Ciągle wierzą w wąski tor

Nowelizacja, która obejmie m.in. przepisy ustawy z 28 marca 2003 r. o transporcie kolejowym (Dz. U. z 2024 r. poz. 697), zakłada różnorodne wsparcie dla kolei wąskotorowych. Przewoźnicy kolejowi realizujący przewozy na liniach wąskotorowych mieliby uzyskać stabilne wsparcie finansowe – dofinansowanie przewozów pasażerskich turystycznych, jak i rozkładowych (zarówno sezonowych, jak i całorocznych). Przykładowo, Nadmorska Kolej Wąskotorowa Sp. z o.o. wozi turystów na ok. 48-kilometrowej trasie pomiędzy Gryficami, Rewalem a Pogorzelicą codziennie przez pięć miesięcy w roku, a ponadto w niektóre dni kwietnia. Natomiast jako jedyna, całoroczne jazdy – jednak tylko na zamówienie - oferuje kolejka lokalna zarządzana przez Urząd Miasta i Gminy Pleszew (woj. wielkopolskie). - Rozszerzenie działalności turystycznej o przewozy regularne wymaga jednak znacznych inwestycji. Koleje wąskotorowe nie mają w chwili obecnej dostępu do finansowania, dlatego celem projektowanych zmian jest umożliwienie przewoźnikom kolejowym realizującym przewozy na liniach kolei wąskotorowych uzyskanie wsparcia finansowego przez mechanizm dofinansowania do pociągokilometra (tj. miernika realizowanej pracy eksploatacyjnej). Chodzi o maksymalną aktywizację tych linii. - Uwarunkowania niektórych funkcjonujących w Polsce kolei wąskotorowych, w szczególności tych zlokalizowanych blisko generatorów ruchu sprawiają, że dysponują one odpowiednim potencjałem wpięcia ich w regionalne systemy transportu publicznego. Obecna infrastruktura wąskotorowa umożliwia w wielu przypadkach rozwijanie prędkości 60-80 kilometrów na godzinę, co jest wystarczające dla kolei obsługującej ruch lokalny – pisze resort infrastruktury powołując się na analogiczne przypadki ze Szwajcarii, Włoch i Hiszpanii.

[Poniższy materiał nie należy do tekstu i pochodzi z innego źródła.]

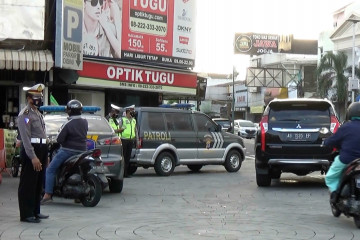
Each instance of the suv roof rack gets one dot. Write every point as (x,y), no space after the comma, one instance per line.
(62,108)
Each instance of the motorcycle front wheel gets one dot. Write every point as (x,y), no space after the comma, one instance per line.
(93,198)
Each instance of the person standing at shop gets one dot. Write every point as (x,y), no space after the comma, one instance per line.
(33,155)
(128,135)
(113,119)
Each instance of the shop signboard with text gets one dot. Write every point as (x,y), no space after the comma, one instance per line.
(255,43)
(136,78)
(153,31)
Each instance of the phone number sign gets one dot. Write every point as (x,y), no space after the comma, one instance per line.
(160,31)
(256,43)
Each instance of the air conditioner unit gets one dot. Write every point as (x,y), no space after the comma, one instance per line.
(254,89)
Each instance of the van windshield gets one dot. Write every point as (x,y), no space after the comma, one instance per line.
(247,124)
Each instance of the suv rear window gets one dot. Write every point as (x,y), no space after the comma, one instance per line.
(300,112)
(97,124)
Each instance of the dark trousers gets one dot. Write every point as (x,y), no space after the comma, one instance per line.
(128,145)
(31,182)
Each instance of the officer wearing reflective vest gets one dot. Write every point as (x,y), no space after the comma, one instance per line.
(128,135)
(33,155)
(113,118)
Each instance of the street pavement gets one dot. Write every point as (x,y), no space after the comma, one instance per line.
(211,204)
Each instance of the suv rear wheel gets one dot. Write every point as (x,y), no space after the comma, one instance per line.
(164,164)
(233,161)
(263,180)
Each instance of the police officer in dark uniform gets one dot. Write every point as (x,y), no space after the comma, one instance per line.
(33,155)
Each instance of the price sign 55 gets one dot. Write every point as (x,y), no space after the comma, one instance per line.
(135,43)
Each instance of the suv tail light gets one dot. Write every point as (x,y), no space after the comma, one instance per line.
(263,128)
(334,124)
(139,143)
(96,153)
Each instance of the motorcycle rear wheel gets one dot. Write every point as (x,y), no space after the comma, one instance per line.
(335,211)
(93,198)
(357,221)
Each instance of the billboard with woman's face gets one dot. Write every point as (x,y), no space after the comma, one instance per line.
(155,31)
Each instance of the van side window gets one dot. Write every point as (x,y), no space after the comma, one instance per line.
(178,122)
(204,124)
(153,121)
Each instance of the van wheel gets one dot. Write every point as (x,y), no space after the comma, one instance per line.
(116,185)
(195,168)
(233,161)
(164,164)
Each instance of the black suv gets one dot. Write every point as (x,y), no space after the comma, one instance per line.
(290,138)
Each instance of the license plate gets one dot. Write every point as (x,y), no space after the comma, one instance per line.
(358,183)
(298,136)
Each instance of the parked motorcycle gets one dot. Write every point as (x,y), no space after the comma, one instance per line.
(348,200)
(82,177)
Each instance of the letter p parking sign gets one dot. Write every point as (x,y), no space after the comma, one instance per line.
(72,24)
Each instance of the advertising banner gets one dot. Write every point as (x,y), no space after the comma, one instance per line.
(22,19)
(255,43)
(155,31)
(135,78)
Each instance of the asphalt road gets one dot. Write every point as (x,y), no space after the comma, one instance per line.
(211,204)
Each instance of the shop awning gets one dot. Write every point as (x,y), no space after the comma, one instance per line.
(31,60)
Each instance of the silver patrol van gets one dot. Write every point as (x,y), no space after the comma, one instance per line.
(169,137)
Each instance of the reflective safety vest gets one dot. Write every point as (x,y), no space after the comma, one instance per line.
(129,128)
(114,124)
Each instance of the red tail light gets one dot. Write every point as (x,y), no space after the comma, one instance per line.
(263,128)
(334,125)
(96,153)
(139,143)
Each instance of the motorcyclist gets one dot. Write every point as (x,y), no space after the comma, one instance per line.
(346,140)
(72,138)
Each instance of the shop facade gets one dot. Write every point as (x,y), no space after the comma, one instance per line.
(151,62)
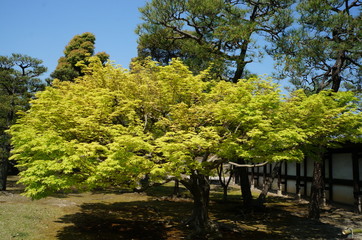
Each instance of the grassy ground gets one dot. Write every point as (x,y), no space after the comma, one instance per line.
(154,215)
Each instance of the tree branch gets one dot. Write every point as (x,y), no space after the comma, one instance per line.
(248,165)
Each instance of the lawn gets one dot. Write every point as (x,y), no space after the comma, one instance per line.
(156,215)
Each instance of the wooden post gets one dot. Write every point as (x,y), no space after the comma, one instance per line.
(330,176)
(305,172)
(324,198)
(279,191)
(264,175)
(297,185)
(286,176)
(252,184)
(257,179)
(356,185)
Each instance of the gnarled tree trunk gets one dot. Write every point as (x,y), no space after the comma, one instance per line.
(245,185)
(199,186)
(316,194)
(268,184)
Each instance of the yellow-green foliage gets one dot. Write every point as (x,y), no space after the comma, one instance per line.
(111,126)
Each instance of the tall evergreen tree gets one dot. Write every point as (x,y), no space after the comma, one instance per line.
(201,32)
(18,82)
(322,51)
(80,48)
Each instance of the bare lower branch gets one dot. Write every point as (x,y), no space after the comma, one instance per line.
(248,165)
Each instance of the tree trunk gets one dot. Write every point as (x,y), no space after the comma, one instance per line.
(268,184)
(199,186)
(3,173)
(224,181)
(176,188)
(4,163)
(316,191)
(245,187)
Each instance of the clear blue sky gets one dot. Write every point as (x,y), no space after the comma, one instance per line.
(42,28)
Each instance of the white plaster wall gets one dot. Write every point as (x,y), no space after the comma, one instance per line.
(343,194)
(292,168)
(342,166)
(310,167)
(291,186)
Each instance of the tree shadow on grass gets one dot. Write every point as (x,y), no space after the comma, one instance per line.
(281,219)
(133,220)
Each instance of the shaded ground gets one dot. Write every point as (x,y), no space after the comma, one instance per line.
(115,215)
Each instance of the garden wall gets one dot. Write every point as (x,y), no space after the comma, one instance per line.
(342,172)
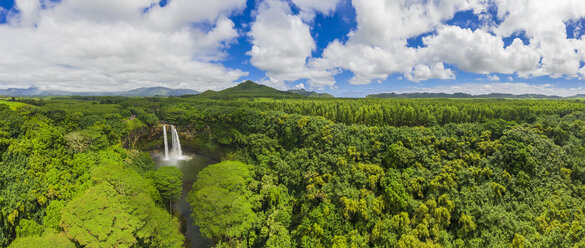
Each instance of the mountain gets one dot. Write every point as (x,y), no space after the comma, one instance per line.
(461,95)
(32,91)
(248,89)
(309,93)
(159,91)
(146,91)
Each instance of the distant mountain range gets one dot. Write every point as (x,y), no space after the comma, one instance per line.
(146,92)
(249,89)
(309,93)
(465,95)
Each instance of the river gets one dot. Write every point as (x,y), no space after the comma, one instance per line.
(190,168)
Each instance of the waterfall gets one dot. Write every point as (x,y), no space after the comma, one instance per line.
(175,153)
(176,150)
(166,144)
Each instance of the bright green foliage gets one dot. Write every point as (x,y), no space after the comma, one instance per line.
(47,240)
(317,172)
(100,218)
(53,214)
(119,211)
(29,228)
(221,202)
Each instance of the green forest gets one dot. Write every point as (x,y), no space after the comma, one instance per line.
(294,171)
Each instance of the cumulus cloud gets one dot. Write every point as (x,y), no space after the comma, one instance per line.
(508,88)
(107,44)
(282,44)
(378,46)
(310,7)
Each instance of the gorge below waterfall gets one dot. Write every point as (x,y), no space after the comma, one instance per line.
(176,152)
(190,164)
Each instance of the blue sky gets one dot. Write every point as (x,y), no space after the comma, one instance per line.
(346,48)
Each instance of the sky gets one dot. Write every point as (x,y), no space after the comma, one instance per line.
(349,48)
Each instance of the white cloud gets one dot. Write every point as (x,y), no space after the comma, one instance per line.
(113,45)
(494,78)
(378,47)
(310,7)
(282,44)
(508,88)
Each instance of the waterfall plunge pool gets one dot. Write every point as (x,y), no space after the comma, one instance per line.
(190,168)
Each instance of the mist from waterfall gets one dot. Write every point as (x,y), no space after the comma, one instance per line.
(175,153)
(166,143)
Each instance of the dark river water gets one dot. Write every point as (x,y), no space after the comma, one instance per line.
(190,168)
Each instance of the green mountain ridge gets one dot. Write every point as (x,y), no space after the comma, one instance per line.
(144,91)
(309,93)
(248,89)
(465,95)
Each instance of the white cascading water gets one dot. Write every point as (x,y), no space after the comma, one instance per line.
(176,151)
(166,144)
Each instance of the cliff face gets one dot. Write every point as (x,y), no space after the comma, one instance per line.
(153,138)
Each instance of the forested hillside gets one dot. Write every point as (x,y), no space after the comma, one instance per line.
(302,172)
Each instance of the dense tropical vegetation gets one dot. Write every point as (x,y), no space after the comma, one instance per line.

Sprawdź też w LEX: Czy wykonawca robót powinien uzyskać zgodę właściciela na wycinkę drzew i krzewów w zakresie objętym decyzją lokalizacyjną ze specustawy kolejowej? >

 

Więcej uprawnień, więcej pieniędzy

Spółki powoływane przez samorządy mają też dostać możliwość składania wniosków o ustalenie lokalizacji linii kolejowych, co ułatwi proces inwestycyjny – nawet nie samą budowę nowych linii, ale przebudowę i poważne remonty starych szlaków. Nie chodzi zresztą jedynie o wąskotorówki, ale i normalne linie lokalne. Obecnie uprawnienie do złożenia wniosku o ustalenie lokalizacji linii kolejowej posiadają tylko dwie specjalne spółki (PKP Polskie Linie Kolejowe S.A. i Centralny Port Komunikacyjny Sp. z o.o.) oraz jednostki samorządu terytorialnego, w tym gminy i powiaty, będące najczęściej właścicielami wąskotorówek albo udziałowcami spółek nimi zarządzających. - Krąg podmiotów mających uprawnienie do złożenia wniosku o ustalenie lokalizacji linii kolejowej jest nieadekwatny do aktualnych realiów budowy infrastruktury kolejowej, ponieważ coraz więcej jednostek samorządu terytorialnego powierza realizację zadań z tego zakresu utworzonym w tym celu spółkom – uważa resort infrastruktury. Stąd propozycja, aby i samorządowe spółki prawa handlowego zyskały taką możliwość (zostaną dodane do listy zawartej w art. 9o ustawy z 2003 r.). Dotyczyłoby to np. należącej w 100 proc. do gminy Rewal spółki „Nadmorska Kolej Wąskotorowa” lidera pasażerskich przewozów wąskotorowych w Polsce.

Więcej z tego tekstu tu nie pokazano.